The idea of a universal translator has been around at least since Murray Leinster’s 1945 short novel “First Contact,” and is probably most familiar to people through the “Star Trek” television series. On TV, it worked like magic, translating in both directions across a galaxy of alien languages. Researchers working on MATERIAL, by contrast, face some daunting real-world challenges.
Although language processing software has made tremendous strides in recent years, anyone who has trained a speech-to-text app or conversed with Alexa knows that even English-to-English translation can still encounter hiccups. Foreign languages present a different set of problems, including differences in syntax and usage within individual languages, compounded by the sheer number of languages in use.
At one end of the spectrum, Ethnologue currently counts 7,099 known living languages, although many of them are spoken by small groups of people. Google’s Cloud Natural Language API, which gives developers access to sentiment analysis, entity recognition, and syntax analysis, recognizes 80 languages. That’s likely more in line with IARPA’s intentions, but that’s still a lot of languages.
And while most language research is concentrating on verbal translations, IARPA’s project is looking to automate retrieval of information from a variety of formats.
IARPA has awarded contracts to teams led by Johns Hopkins University, Raytheon BBN Technologies, Columbia University, and the University of Southern California Information Sciences Institute for work on the project.

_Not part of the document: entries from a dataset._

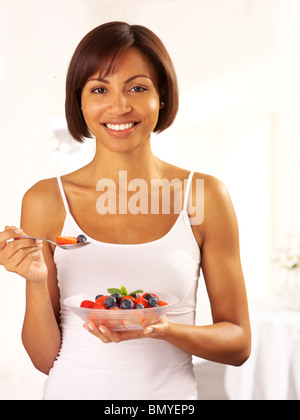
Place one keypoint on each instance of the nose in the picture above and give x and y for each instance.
(119, 105)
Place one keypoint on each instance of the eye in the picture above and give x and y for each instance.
(99, 90)
(138, 89)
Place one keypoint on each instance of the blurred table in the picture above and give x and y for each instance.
(273, 369)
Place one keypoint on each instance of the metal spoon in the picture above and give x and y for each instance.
(66, 246)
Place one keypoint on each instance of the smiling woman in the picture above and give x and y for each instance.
(125, 105)
(97, 55)
(121, 87)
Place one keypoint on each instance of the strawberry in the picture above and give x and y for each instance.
(87, 304)
(99, 306)
(162, 303)
(142, 300)
(101, 300)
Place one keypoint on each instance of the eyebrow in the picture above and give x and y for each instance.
(99, 79)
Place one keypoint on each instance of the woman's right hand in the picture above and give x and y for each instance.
(22, 256)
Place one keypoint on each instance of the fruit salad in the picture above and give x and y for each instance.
(117, 299)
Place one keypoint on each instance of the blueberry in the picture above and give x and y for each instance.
(153, 301)
(110, 301)
(81, 239)
(117, 296)
(126, 304)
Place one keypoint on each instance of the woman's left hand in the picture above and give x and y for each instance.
(158, 330)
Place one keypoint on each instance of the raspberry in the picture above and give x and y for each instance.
(65, 240)
(162, 303)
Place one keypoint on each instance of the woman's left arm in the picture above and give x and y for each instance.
(228, 340)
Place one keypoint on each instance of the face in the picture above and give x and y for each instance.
(121, 110)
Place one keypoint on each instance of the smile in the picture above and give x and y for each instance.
(120, 127)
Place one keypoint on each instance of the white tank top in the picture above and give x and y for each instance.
(143, 369)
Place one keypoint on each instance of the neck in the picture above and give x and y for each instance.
(138, 163)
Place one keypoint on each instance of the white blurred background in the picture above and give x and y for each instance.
(238, 65)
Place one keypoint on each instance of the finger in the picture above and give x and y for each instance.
(23, 256)
(27, 245)
(94, 330)
(10, 232)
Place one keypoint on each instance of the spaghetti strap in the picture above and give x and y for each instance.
(187, 190)
(63, 195)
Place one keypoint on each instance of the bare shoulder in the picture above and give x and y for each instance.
(215, 191)
(218, 212)
(41, 207)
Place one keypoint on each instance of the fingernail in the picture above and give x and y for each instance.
(149, 330)
(88, 327)
(102, 329)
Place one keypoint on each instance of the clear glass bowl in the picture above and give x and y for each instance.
(122, 319)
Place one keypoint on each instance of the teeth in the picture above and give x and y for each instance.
(121, 127)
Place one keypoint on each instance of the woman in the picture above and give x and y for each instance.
(121, 87)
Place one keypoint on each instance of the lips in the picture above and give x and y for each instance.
(120, 127)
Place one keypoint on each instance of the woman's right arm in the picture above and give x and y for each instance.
(41, 335)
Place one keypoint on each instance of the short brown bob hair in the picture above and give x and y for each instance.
(100, 50)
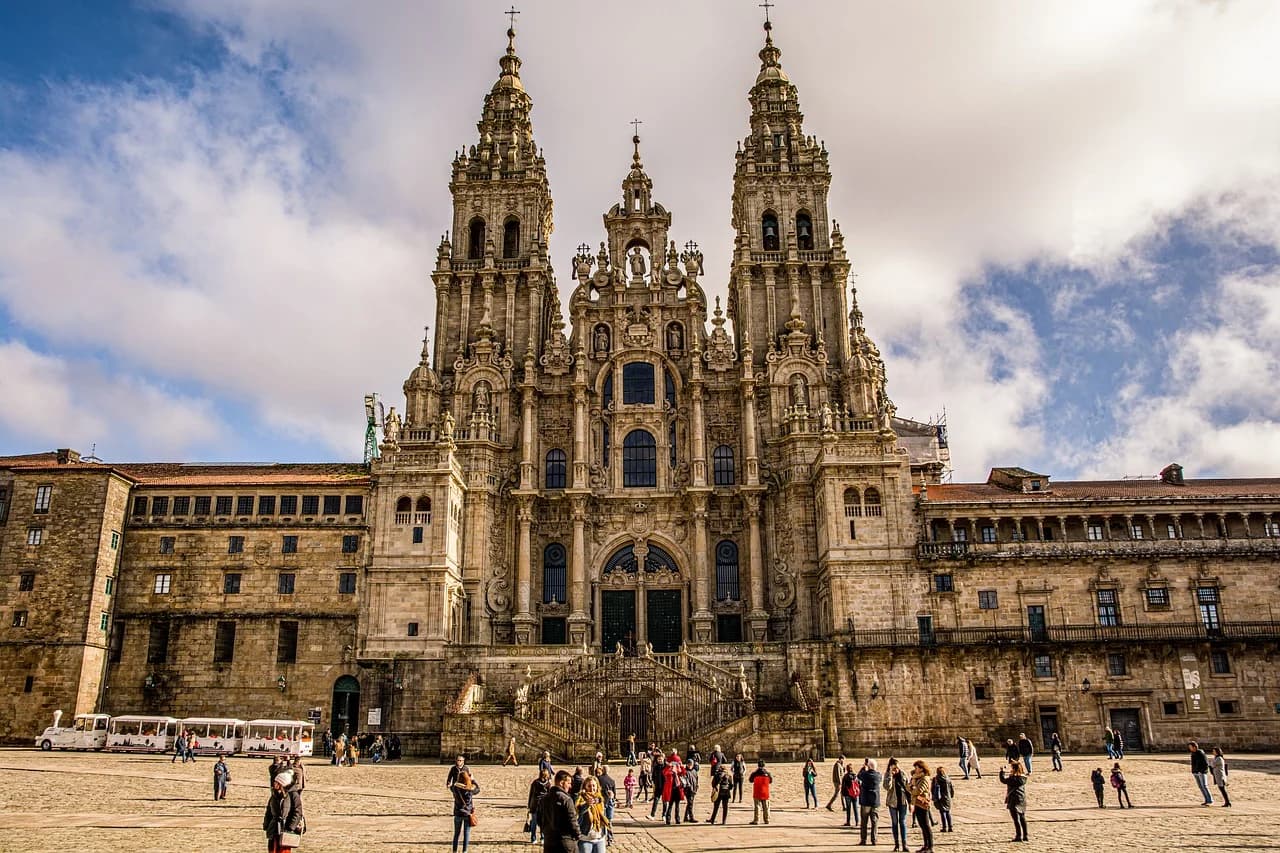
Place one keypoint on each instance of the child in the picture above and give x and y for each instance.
(1098, 783)
(1120, 785)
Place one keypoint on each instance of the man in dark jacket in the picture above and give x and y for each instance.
(558, 817)
(868, 798)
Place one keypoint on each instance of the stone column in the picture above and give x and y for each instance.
(758, 619)
(524, 619)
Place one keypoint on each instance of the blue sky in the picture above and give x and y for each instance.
(220, 215)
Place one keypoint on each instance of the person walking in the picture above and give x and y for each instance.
(760, 780)
(868, 798)
(1200, 771)
(919, 787)
(849, 793)
(1120, 785)
(899, 801)
(739, 775)
(1015, 798)
(536, 790)
(721, 796)
(809, 776)
(1100, 784)
(222, 775)
(557, 817)
(837, 780)
(942, 794)
(1219, 767)
(283, 821)
(592, 821)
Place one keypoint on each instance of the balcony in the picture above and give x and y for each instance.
(1063, 634)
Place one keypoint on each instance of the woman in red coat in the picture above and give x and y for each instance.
(673, 789)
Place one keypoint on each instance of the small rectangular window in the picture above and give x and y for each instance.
(1220, 662)
(224, 643)
(287, 643)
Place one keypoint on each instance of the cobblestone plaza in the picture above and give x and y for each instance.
(131, 803)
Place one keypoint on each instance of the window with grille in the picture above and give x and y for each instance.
(638, 383)
(722, 465)
(557, 469)
(639, 460)
(726, 571)
(224, 642)
(287, 643)
(554, 574)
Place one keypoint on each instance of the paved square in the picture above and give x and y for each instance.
(133, 803)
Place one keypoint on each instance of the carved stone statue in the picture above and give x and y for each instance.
(638, 264)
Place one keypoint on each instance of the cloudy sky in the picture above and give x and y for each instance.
(218, 218)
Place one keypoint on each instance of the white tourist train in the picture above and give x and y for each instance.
(87, 731)
(279, 738)
(141, 734)
(214, 735)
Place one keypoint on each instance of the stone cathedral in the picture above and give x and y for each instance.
(649, 524)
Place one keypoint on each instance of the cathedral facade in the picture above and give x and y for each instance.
(705, 533)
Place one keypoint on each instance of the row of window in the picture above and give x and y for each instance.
(232, 580)
(208, 505)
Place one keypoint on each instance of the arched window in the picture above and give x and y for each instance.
(475, 240)
(638, 383)
(871, 501)
(769, 229)
(804, 231)
(726, 571)
(556, 469)
(511, 237)
(639, 460)
(722, 465)
(554, 582)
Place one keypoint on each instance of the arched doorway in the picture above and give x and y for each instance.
(346, 706)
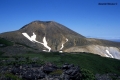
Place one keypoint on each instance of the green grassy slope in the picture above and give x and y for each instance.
(94, 63)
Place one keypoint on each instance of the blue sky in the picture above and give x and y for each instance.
(83, 16)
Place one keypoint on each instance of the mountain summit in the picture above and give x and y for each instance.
(52, 36)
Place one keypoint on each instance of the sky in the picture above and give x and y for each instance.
(85, 17)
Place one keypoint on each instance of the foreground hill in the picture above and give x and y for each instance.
(92, 67)
(51, 36)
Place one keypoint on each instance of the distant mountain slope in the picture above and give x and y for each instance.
(52, 36)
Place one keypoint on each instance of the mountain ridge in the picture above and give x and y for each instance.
(52, 36)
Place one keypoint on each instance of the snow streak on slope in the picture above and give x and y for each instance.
(63, 44)
(33, 39)
(108, 53)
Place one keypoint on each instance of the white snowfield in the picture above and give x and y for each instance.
(63, 44)
(33, 39)
(108, 54)
(111, 52)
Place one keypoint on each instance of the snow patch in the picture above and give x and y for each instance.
(33, 39)
(108, 54)
(63, 44)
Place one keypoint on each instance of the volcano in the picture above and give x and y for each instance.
(51, 36)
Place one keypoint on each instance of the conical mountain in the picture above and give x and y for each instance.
(52, 36)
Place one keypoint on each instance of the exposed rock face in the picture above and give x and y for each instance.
(51, 36)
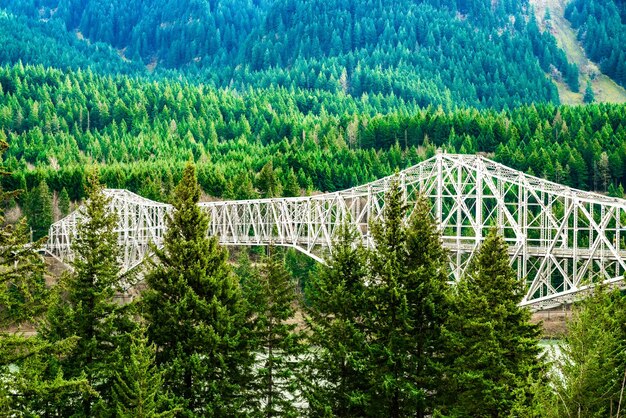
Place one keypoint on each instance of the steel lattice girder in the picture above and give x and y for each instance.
(561, 240)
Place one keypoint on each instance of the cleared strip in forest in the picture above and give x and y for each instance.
(604, 88)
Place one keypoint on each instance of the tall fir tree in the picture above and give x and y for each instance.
(273, 298)
(64, 202)
(591, 368)
(196, 314)
(492, 347)
(138, 388)
(39, 210)
(83, 304)
(408, 295)
(589, 96)
(337, 380)
(428, 298)
(29, 372)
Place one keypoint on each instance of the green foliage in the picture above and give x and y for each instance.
(337, 306)
(415, 50)
(407, 293)
(137, 131)
(83, 304)
(39, 210)
(196, 314)
(589, 96)
(276, 343)
(31, 379)
(64, 202)
(23, 293)
(138, 388)
(491, 345)
(33, 383)
(590, 372)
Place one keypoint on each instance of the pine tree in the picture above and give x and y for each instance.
(428, 301)
(337, 305)
(196, 313)
(83, 304)
(292, 188)
(64, 202)
(39, 210)
(138, 391)
(272, 295)
(590, 371)
(29, 371)
(491, 345)
(23, 292)
(589, 96)
(408, 298)
(268, 182)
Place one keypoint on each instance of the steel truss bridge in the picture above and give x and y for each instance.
(562, 241)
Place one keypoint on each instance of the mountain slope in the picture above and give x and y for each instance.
(49, 44)
(480, 53)
(605, 89)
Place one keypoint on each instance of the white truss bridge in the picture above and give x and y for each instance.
(562, 241)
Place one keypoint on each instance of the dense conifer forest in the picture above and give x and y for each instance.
(183, 101)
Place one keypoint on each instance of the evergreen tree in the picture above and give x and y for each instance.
(428, 301)
(272, 295)
(589, 96)
(267, 181)
(31, 379)
(196, 313)
(39, 210)
(83, 304)
(589, 374)
(337, 306)
(23, 292)
(138, 389)
(64, 202)
(408, 298)
(492, 347)
(292, 188)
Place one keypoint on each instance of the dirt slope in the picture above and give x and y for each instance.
(605, 89)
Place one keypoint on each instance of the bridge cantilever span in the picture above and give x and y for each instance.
(561, 240)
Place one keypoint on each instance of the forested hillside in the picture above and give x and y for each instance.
(268, 142)
(49, 44)
(602, 30)
(441, 52)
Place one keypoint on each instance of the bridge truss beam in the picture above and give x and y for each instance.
(561, 240)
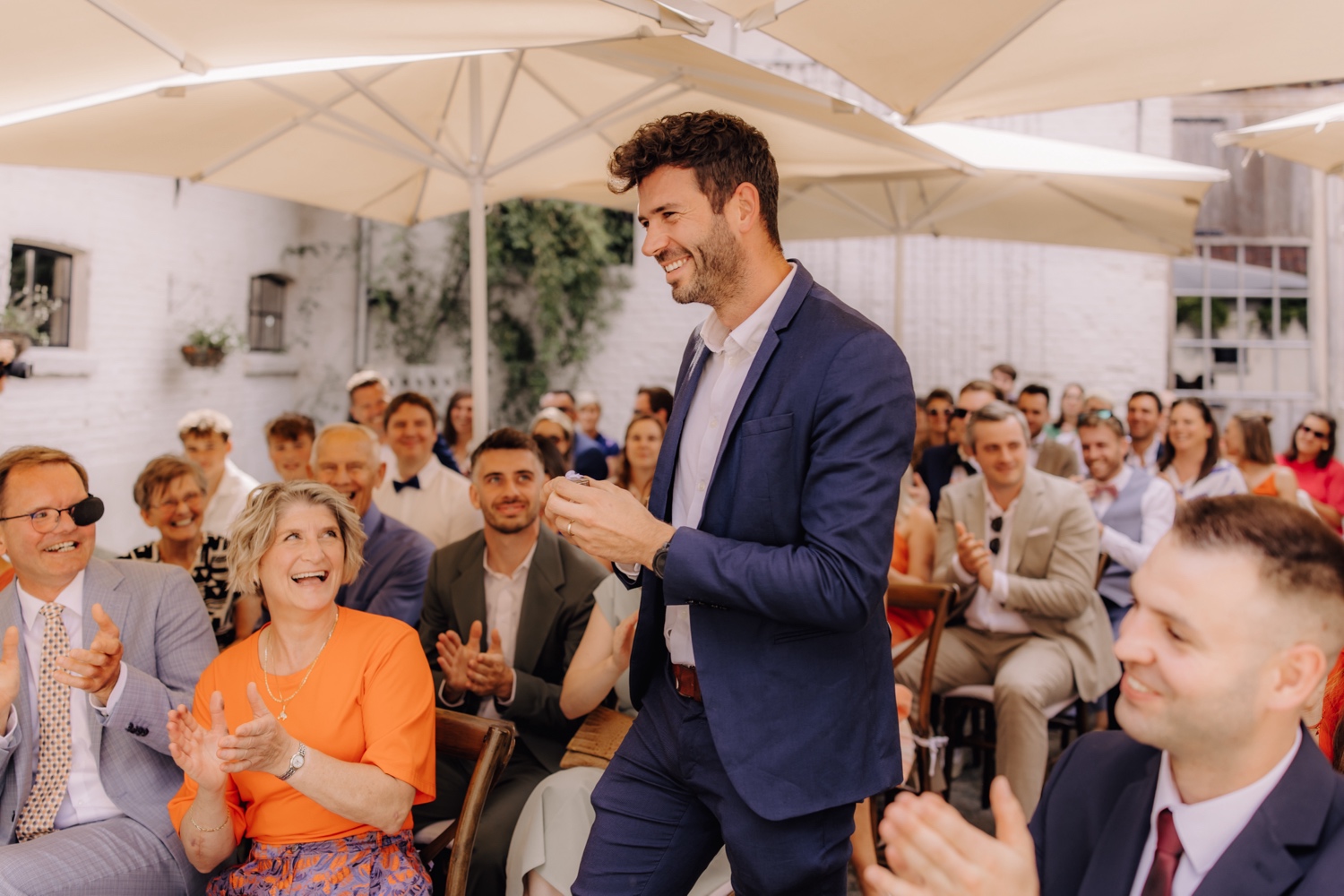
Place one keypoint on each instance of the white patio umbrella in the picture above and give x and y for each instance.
(1027, 188)
(405, 142)
(80, 50)
(956, 59)
(1314, 139)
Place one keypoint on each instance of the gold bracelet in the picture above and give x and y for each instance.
(210, 831)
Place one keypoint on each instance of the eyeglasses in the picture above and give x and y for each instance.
(45, 519)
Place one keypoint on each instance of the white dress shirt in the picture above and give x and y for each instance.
(85, 798)
(228, 501)
(440, 509)
(986, 610)
(503, 610)
(1206, 829)
(1158, 506)
(702, 435)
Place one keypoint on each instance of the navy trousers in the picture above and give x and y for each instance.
(666, 805)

Another four organizations–MIT Lincoln Laboratory, the University of Maryland Center for Advanced Study of Language, the National Institute of Standards and Technology, and Tarragon Consulting–will act as the program’s test and evaluation team, assessing the performance of what IARPA expects to be complex end-to-end solutions.
MATERIAL represents the latest effort in IARPA’s wide-ranging efforts toward Anticipatory Intelligence, employing new technologies in a variety of fields, including cybersecurity, signals intelligence, big data analytics, and other fields.